PDA

View Full Version : Nvidia 319/320 drivers and shared layout UBOs



malexander
05-21-2013, 03:44 PM
I've run across a change in the Nvidia 319/320 series drivers with regards to std140/packed uniform buffer objects that is causing havoc in our application.



#version 150

layout(shared) uniform scene
{
float A;
float B;
float C;
};

out float result;

void main()
{
result = A + B;
}


In the above shader, when the number of uniforms is queried via glGetActiveUniformBlockiv(... GL_UNIFORM_BLOCK_ACTIVE_UNIFORMS) it is returning "2". This is a change from previous Nvidia drivers where the same code returned "3". While this seems to be in line with the whole notion of active uniforms, it isn't terribly convenient when applied to shared uniform blocks, especially when different shaders may use subsets of the uniforms within the uniform block.

The reason this is causing problems for our application is that it queries all the offsets, names, and sizes of the shared uniform block from the shader and caches them in a C++ object representing the uniform block (backed by a buffer). While I can make modifications to allow piecemeal caching of the various active uniforms' data used by shaders as the object is reused, I'd rather not unless this is truly the intent of the GL spec. The GLSL and GL specs talk mostly about memory layout when discussing shared and std140 uniform blocks, while the OpenGL wiki seems to indicate that all uniforms should be considered active and not optimized out for packed/std140 (http://www.opengl.org/wiki/Interface_Block_%28GLSL%29#Memory_layout).

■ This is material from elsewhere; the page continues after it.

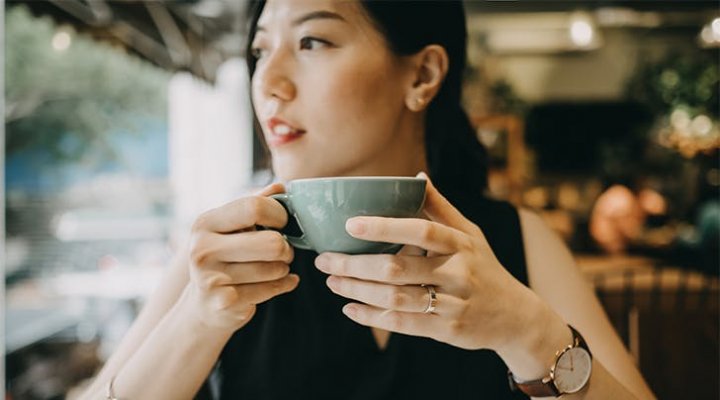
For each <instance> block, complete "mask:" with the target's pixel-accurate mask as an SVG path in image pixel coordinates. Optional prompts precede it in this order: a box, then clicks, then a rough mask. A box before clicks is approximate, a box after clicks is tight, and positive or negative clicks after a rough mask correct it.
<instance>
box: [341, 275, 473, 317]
mask: <svg viewBox="0 0 720 400" xmlns="http://www.w3.org/2000/svg"><path fill="white" fill-rule="evenodd" d="M327 285H328V287H329V288H330V290H332V291H333V292H334V293H336V294H338V295H340V296H343V297H346V298H349V299H352V300H356V301H359V302H362V303H365V304H368V305H371V306H375V307H379V308H382V309H386V310H393V311H403V312H413V313H423V312H424V311H425V310H426V309H427V308H428V305H430V292H429V291H428V289H427V288H424V287H422V286H419V285H403V286H398V285H387V284H383V283H377V282H368V281H361V280H358V279H352V278H341V277H337V276H330V277H328V279H327ZM435 290H436V294H435V297H436V302H435V303H436V306H435V310H434V311H433V313H435V314H443V315H453V316H454V315H456V314H457V313H458V309H459V307H461V304H460V303H459V300H458V299H457V298H455V297H453V296H449V295H446V294H444V293H442V292H441V291H440V290H439V289H438V288H435Z"/></svg>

So, should I be submitting this as a driver bug, or is this proper behaviour?

Alfonse Reinheart
05-21-2013, 04:23 PM
it isn't terribly convenient when applied to shared uniform blocks

This statement is true if you replace the words everything after "it" with "is in violation of the specification."

This is a driver bug.


while the OpenGL wiki seems to indicate that all uniforms should be considered active and not optimized out for packed/std140

No it doesn't. It specifically says that `packed` is allowed to optimize uniforms out; it's shared and std140 that don't. I don't even know why you're mentioning packed and std140 when you not using either.

malexander
05-21-2013, 04:45 PM
No it doesn't. It specifically says that `packed` is allowed to optimize uniforms out; it's shared and std140 that don't. I don't even know why you're mentioning packed and std140 when you not using either.

Type-o -- I mean to say shared/std140.

The uniform block size is constant for shared regardless of which uniforms were used in the shader and the compiler isn't changing the offsets or sizes for the uniforms it is reporting. It isn't "optimizing them out" in terms of shuffling the uniform offsets around; it just isn't reporting the uniforms that were not referenced in the shader, and that is the source of my confusion.

tonyo_au
05-24-2013, 02:31 AM
Why do you need to query locations in a std140 buffer. They are at known offsets from the start of the buffer or am I misunderstanding something.

Alfonse Reinheart
05-24-2013, 05:54 AM
It isn't "optimizing them out" in terms of shuffling the uniform offsets around; it just isn't reporting the uniforms that were not referenced in the shader, and that is the source of my confusion.

I've looked at the spec, and it seems clear that the shared notion is not defined in terms of active uniforms. So the uniforms in a shared or std140 buffer are not considered active, and therefore are not necessarily queriable. But the offsets will always be done as though they were.

That being said as you yourself pointed out this is counterproductive to the whole point of using `shared` to begin with. You need to be able to query all of the uniform offsets from any program. As such, I've filed a bug on that (http://www.khronos.org/bugzilla/show_bug.cgi?id=876) (for all the good it will do).

malexander
05-24-2013, 08:47 AM
Why do you need to query locations in a std140 buffer. They are at known offsets from the start of the buffer or am I misunderstanding something.

My main concern was with shared uniform blocks; std140 just happened to demonstrate this behaviour as well. Since more program information is being defined by shaders these days (like locations), I'd prefer not to have to define the structure twice and keep them synchronized. But I would be fine with std140 not reporting all uniforms, as long as I have an alternative in 'shared' to report everything.


I've looked at the spec, and it seems clear that the shared notion is not defined in terms of active uniforms. So the uniforms in a shared or std140 buffer are not considered active, and therefore are not necessarily queriable. But the offsets will always be done as though they were.

That being said as you yourself pointed out this is counterproductive to the whole point of using `shared` to begin with. You need to be able to query all of the uniform offsets from any program. As such, I've filed a bug on that (http://www.khronos.org/bugzilla/show_bug.cgi?id=876) (for all the good it will do).

Thanks. I've also sent an email to our Nvidia contact, and adjusted our code to be more defensive for this case.

tonyo_au
05-24-2013, 09:17 PM
an alternative in 'shared' to report everything.
I assume you mean includes and I agree. I have setup a template that generates both structures and I have a pseudo include in the shader via a pragma.